As an authorized user, you get all of the positive account history that accompanies the card. However, these sites are anticipated to be shut down in the near future. Whether there will be any sort of fallout for the people who took part in them remains unclear.
Even major credit cards exist in nebulous territory when it comes to tradelines. Capital One, Chase, and Bank of America, for example, all allow children to be added to the primary account holder’s card.
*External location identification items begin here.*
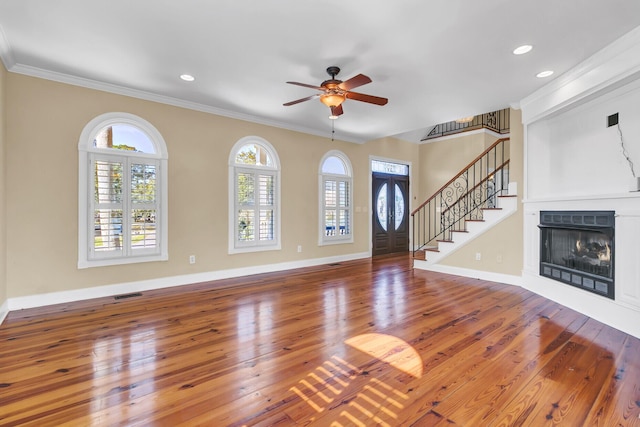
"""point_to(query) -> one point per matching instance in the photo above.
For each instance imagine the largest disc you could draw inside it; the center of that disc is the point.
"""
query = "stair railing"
(463, 198)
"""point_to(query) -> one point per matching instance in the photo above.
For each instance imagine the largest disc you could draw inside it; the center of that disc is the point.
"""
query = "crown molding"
(611, 67)
(148, 96)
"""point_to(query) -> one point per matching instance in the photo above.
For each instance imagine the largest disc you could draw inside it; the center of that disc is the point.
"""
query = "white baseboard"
(4, 310)
(41, 300)
(474, 274)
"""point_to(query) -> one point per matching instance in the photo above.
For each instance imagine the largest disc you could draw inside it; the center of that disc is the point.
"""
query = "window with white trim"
(254, 196)
(122, 192)
(335, 199)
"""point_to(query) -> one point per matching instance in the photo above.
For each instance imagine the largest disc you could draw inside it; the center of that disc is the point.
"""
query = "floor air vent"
(135, 294)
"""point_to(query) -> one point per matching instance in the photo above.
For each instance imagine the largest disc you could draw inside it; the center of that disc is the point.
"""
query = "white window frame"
(235, 245)
(87, 153)
(323, 239)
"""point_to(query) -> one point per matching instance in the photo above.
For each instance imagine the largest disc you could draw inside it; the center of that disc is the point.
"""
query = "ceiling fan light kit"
(335, 92)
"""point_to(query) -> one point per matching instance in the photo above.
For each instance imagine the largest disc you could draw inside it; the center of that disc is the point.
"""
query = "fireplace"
(577, 248)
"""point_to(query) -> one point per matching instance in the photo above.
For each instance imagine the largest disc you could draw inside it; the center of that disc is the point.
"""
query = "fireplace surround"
(577, 248)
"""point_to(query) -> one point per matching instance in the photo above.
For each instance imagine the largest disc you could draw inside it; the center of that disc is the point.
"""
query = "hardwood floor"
(359, 343)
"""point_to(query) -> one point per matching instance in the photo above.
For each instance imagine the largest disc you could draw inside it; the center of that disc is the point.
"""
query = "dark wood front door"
(390, 213)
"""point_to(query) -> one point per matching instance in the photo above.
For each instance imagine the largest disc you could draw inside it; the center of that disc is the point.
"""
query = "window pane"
(246, 187)
(143, 183)
(252, 154)
(330, 222)
(344, 194)
(381, 204)
(124, 137)
(107, 229)
(330, 195)
(399, 208)
(245, 225)
(143, 228)
(334, 165)
(266, 224)
(344, 222)
(108, 182)
(266, 190)
(388, 167)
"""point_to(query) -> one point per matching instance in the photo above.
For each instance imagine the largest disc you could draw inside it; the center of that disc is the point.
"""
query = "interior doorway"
(390, 195)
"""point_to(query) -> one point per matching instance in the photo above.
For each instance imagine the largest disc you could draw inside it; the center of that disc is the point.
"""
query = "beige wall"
(3, 222)
(442, 159)
(43, 123)
(501, 248)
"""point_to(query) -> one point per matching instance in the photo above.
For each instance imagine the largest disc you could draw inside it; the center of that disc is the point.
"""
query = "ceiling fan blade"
(367, 98)
(297, 101)
(355, 81)
(306, 85)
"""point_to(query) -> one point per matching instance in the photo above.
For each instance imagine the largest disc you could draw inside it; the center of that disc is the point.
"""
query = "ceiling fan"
(334, 92)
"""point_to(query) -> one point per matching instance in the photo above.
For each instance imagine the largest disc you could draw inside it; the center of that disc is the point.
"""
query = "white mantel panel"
(627, 272)
(573, 161)
(575, 153)
(622, 313)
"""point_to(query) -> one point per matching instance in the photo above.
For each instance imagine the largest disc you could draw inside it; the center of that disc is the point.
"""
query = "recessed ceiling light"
(522, 49)
(543, 74)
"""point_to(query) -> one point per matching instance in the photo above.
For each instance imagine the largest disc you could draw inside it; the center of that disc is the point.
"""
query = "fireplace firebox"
(577, 248)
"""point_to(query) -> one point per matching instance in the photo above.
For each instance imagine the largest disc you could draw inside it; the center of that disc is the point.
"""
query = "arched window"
(122, 192)
(335, 199)
(254, 199)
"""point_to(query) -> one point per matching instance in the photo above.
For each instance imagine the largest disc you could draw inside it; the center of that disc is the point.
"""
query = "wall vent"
(135, 294)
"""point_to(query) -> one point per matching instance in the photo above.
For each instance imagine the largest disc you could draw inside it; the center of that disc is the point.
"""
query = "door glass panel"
(399, 208)
(381, 204)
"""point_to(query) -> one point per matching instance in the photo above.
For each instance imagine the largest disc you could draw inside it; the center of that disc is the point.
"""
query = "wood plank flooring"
(358, 343)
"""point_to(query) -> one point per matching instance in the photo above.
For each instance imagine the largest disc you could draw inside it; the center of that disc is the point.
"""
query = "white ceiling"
(435, 60)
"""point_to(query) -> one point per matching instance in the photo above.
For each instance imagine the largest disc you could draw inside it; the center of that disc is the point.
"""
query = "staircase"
(472, 202)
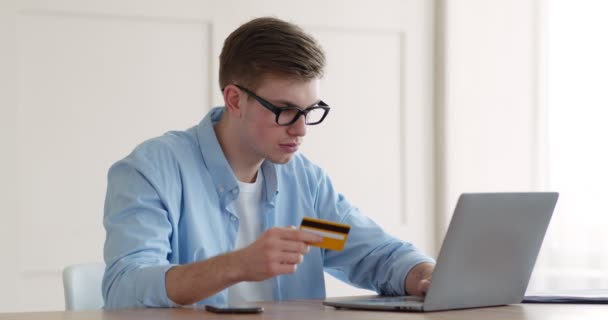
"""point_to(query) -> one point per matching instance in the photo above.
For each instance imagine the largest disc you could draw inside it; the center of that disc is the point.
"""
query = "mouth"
(289, 147)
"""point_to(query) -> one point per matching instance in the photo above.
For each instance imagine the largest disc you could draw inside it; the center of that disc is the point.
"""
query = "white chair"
(82, 286)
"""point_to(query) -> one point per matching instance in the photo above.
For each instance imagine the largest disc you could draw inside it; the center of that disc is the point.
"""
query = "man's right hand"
(277, 251)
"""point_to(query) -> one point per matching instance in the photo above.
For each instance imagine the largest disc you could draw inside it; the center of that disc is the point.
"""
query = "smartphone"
(234, 309)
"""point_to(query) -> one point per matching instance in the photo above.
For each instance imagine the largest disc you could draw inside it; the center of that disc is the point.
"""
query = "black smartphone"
(234, 309)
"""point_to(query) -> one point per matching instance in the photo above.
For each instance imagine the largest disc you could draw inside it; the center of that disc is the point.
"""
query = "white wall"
(487, 105)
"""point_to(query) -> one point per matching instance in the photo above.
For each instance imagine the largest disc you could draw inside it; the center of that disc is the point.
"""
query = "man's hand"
(418, 280)
(277, 251)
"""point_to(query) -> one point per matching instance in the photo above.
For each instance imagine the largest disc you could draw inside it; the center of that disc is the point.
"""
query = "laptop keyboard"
(400, 299)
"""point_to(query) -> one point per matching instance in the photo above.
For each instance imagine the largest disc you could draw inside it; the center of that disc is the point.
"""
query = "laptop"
(486, 258)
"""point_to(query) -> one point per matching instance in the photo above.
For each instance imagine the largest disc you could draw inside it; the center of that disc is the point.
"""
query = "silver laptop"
(486, 258)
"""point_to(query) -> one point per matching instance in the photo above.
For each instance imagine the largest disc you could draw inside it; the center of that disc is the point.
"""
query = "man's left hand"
(418, 280)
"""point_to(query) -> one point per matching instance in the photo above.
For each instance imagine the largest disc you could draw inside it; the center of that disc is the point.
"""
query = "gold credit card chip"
(334, 234)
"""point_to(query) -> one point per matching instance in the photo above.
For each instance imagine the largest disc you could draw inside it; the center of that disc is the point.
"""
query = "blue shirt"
(171, 202)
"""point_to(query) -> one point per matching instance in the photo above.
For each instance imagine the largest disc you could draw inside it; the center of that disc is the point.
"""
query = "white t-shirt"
(249, 209)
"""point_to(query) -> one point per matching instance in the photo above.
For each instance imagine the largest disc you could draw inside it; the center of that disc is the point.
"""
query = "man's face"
(260, 135)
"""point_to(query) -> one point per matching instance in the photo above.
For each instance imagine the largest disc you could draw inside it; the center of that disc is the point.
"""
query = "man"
(207, 215)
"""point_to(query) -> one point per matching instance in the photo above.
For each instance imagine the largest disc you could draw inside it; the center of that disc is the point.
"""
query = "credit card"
(334, 234)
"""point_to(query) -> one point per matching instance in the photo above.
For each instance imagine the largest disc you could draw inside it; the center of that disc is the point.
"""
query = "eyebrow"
(289, 104)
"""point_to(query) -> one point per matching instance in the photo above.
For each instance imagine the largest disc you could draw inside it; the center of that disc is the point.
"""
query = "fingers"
(423, 286)
(298, 235)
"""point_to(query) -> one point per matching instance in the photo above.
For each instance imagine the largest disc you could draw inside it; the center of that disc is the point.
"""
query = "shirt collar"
(219, 169)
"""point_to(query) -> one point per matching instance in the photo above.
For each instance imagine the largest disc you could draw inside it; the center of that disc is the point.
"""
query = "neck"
(244, 166)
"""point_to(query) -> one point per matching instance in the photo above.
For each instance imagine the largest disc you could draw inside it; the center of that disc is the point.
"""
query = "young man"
(206, 215)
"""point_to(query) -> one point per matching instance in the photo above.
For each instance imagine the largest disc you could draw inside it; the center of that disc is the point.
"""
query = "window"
(575, 251)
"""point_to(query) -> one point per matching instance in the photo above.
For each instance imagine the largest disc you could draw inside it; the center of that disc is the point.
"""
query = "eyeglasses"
(289, 114)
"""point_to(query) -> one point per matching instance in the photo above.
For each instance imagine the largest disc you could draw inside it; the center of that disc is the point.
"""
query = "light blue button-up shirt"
(171, 201)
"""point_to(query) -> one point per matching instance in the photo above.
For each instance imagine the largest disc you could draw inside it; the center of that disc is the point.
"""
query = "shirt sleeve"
(138, 233)
(371, 259)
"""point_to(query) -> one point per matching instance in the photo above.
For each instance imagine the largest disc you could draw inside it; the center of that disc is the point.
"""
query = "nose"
(298, 128)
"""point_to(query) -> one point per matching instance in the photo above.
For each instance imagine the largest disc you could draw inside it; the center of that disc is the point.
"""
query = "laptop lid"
(487, 255)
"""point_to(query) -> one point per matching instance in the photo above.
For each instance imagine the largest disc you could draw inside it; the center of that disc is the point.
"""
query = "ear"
(232, 98)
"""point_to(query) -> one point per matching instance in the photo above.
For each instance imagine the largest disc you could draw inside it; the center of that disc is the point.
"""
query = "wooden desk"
(312, 310)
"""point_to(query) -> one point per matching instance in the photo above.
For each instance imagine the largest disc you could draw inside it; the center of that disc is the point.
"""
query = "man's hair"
(269, 46)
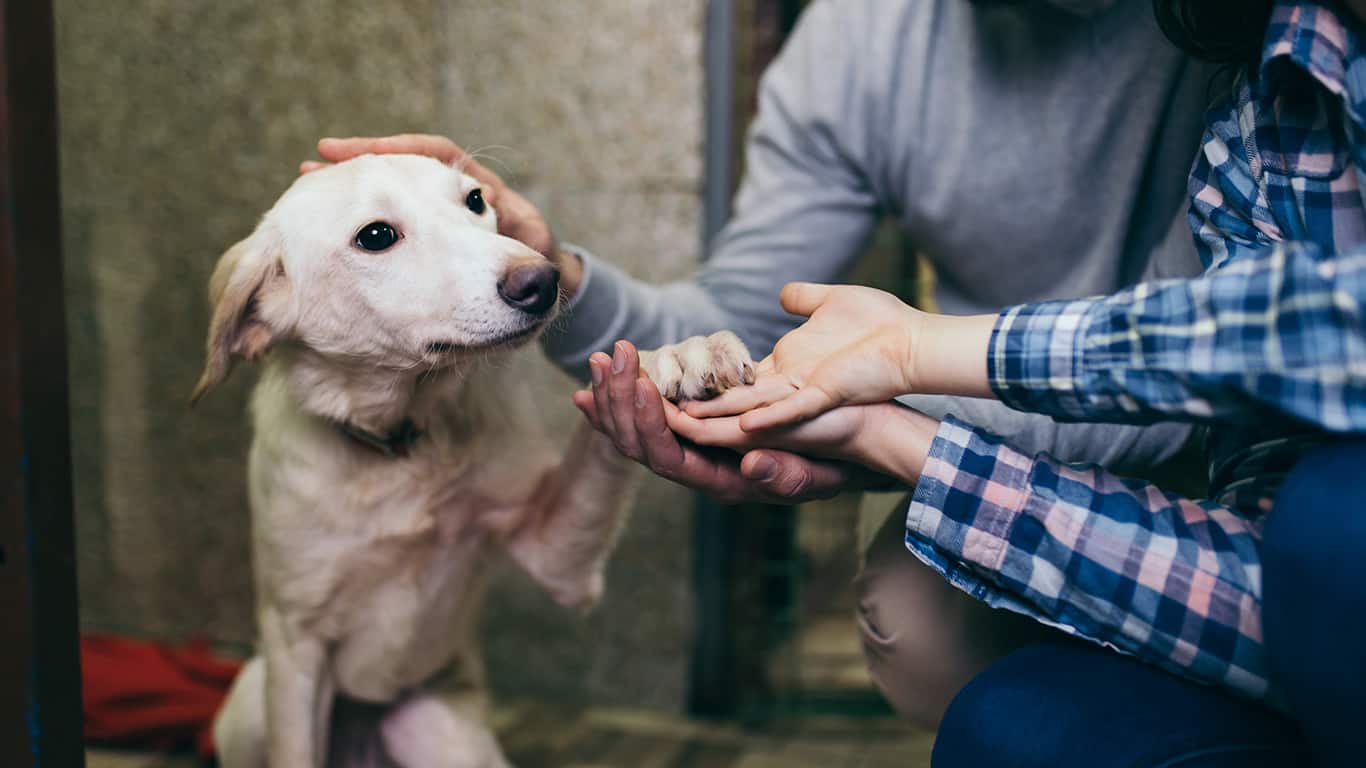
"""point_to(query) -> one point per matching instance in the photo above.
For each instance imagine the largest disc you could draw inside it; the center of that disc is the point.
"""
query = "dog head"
(388, 261)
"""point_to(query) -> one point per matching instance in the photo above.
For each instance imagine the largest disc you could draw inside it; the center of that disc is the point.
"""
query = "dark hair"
(1227, 32)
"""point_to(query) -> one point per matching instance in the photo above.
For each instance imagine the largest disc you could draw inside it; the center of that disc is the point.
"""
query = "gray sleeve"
(1119, 447)
(805, 211)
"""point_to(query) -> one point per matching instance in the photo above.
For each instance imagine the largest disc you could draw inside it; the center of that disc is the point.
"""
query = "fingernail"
(765, 468)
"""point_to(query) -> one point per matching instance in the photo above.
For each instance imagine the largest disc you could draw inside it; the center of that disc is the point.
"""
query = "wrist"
(896, 442)
(950, 354)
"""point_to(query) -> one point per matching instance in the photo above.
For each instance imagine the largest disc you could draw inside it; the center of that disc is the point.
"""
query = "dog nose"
(530, 287)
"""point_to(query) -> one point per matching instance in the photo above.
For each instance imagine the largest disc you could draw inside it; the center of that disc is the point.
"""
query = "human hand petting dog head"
(518, 217)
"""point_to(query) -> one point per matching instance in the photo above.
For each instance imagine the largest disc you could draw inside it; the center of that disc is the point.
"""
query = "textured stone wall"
(183, 119)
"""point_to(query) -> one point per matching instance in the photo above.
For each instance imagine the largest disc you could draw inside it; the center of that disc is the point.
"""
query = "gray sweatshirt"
(1030, 152)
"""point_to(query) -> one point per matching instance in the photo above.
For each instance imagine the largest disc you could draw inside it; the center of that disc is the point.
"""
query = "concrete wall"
(183, 119)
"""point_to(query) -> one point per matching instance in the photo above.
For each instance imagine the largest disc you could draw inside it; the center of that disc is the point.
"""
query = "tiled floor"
(536, 737)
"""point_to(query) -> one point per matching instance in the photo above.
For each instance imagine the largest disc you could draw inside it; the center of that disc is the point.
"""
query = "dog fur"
(370, 565)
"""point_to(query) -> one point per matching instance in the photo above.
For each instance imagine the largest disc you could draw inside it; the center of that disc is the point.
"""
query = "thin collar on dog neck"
(394, 444)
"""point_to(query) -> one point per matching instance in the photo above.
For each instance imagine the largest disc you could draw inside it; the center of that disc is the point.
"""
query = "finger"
(659, 446)
(802, 405)
(583, 401)
(626, 371)
(788, 477)
(739, 399)
(598, 365)
(441, 148)
(723, 432)
(803, 298)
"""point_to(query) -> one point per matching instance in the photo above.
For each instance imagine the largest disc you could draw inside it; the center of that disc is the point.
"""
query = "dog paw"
(700, 368)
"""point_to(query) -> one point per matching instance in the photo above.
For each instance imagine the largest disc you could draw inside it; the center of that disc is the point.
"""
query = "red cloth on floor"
(152, 694)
It doesn’t matter how young they are. If they are the primary account holder’s child or dependent, they can be added to the card. Though moral, allowing minors to be added to an account only helps those in favor in “piggybacking” because it opens the door to legal maneuvering.
What’s the big deal?
People who engage in tradelines are, in a sense, manipulating the credit system. This is only a stone’s throw away from someone who manipulates the stock market. The credit system is in place to help banks make wise investment choices. If they can’t do this and they fail, the economy is at risk.
If it ever goes to court, expect changes to come from Congress regardless of which way the pendulum swings.
Where can you buy tradelines?
There are companies out there that sell seasoned authorized user tradelines to boost your credit score. There are many to choose from, some of which include Superior Tradelines, Boost My Score, and Top Tradelines. If you choose to do this, make sure they have a system in place to refund your money if the tradeline doesn’t post to your account. As mentioned above, this does happen once in a while.
How much do they cost?
Expect to spend a few hundred dollars, if not more, on a seasoned tradeline. They certainly don’t come cheap, but could potentially save you a lot of money in the long run if you’re in the market for a new house or car.
Authorized user tradelines can give your credit score a real boost just when you need it. But if your score is really low because of numerous delinquencies, don’t expect to go from bad to great credit overnight. These things take time. To get your score where you want it, first pay down your debt if you have any, and make sure you pay all of your payments on time moving forward.